Our favourite new Beijing band GLGB and the current toast of the city’s underground live scene have a sound part late era Blur part Beefheart Doc at the Radar and aren’t backward in coming forward on their thoughts about authority. Their song T might have a short title but it has a big message for their audience.
He’s memorized every regulation
for an easier life
whenever there is an argument
he refers to the proper one
Bored little man in a dead end job
Just a book for consolation
Not much glory for the man
in charge of the entire nation
(He’s the one we all look up to) Mr Regulation
He’s memorized every regulation
for an easier life
You can ask him anything
he’s the lord of all creation
He would give you a hand if he could
but that got its complications
So long as there is no confliction
with his regulation
(He’s the one we all look up to) Mr Regulation
1,000 rules and 1,000 excuses,
both add up to zero resolutions
Don’t blame him, it’s not his fault
He’s the man of the regulations
this is the rule No. one
you can regard it as a joke too
Let’s just count to three
We’ll find out what we’re looking for
We can’t go without mentioning Shanghai’s latest underground sensation Pairs, an Australian/Chinese two-piece part White Stripes, part Lightning Bolt who make an unholy noise that remind us of Jesus and Marychain in their first incarnation. Again there’s no overt political message and as one half of the band Rhys says: I am a foreigner in China so the same kind of restrictions and fear that would stop a Mainland local from speaking out, don’t necessarily apply.
I don’t feel that I know enough about the way the political party works or their ideals to get up on stage, strum a D minor and sing about it.
I had never really felt the presence of the man until recently when one of our shows was held up by the Cultural Commission something or other Department for no particular reason, and when we had to submit all our lyrics with translations to a festival we were asked to play.
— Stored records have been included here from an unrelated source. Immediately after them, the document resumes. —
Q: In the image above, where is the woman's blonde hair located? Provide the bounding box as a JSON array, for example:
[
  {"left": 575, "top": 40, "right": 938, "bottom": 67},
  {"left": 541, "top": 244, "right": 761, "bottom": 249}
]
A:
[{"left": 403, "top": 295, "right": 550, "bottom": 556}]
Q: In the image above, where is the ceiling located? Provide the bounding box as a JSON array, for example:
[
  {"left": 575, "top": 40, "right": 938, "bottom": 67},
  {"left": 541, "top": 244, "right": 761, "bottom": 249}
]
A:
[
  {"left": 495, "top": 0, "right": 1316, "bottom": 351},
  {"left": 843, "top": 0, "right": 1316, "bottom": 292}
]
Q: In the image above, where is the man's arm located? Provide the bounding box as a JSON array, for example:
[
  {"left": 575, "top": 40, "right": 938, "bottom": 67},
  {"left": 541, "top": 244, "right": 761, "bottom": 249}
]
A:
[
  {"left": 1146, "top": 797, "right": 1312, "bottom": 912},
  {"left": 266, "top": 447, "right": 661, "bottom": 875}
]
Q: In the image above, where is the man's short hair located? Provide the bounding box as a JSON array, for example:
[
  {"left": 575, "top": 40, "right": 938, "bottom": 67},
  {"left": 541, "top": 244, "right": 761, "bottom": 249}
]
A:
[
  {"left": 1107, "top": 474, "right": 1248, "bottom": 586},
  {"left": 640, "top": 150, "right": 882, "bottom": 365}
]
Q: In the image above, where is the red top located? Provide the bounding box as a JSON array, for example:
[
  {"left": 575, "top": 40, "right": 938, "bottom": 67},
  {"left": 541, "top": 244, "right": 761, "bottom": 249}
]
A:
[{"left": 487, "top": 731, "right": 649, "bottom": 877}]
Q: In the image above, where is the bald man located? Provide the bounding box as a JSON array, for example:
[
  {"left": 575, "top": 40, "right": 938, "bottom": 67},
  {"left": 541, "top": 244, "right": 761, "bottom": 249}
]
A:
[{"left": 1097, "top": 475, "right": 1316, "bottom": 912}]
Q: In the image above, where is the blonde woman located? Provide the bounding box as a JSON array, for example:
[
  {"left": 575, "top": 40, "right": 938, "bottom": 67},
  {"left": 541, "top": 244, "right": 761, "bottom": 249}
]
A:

Remembering that the simple act of making music that doesn’t sound like anything else is a political act in itself in China we suggest to those of you who want to investigate further to take a look at the following individuals and outfits who are at the vanguard in 2010:
Chou hails from the musical backwater of Changsa City in Hunan province and has just released his debut album 2 Sides. What he has achieved is nothing less than remarkable considering we know of no other producers in the city, never mind ones that can successfully combine late 90’s style downbeat with D&B, lush electronic interludes and even some original dubstep splashes.
China’s electro evangelist produces plays live and travels China with his Dirty Party. If you are a fan of Justice and crunchy electro techno it won’t be long before you fall in love with Liman.
Lanzhou band Low Wormwood who have been snapped up by Maybe Mars, one of the two large independent labels based out of Beijing, combine their local folk traditions with a rock band approach. But instead of being another band smoothed by the desires of a major recording label they’ve retained an identity which makes us think of a band that has the lightness of touch and depth of a Tindersticks or Nick Cave & The Bad Seeds. If ever there was a China band operating on their own terms who deserve a major breakthrough it’s Low Wormwood.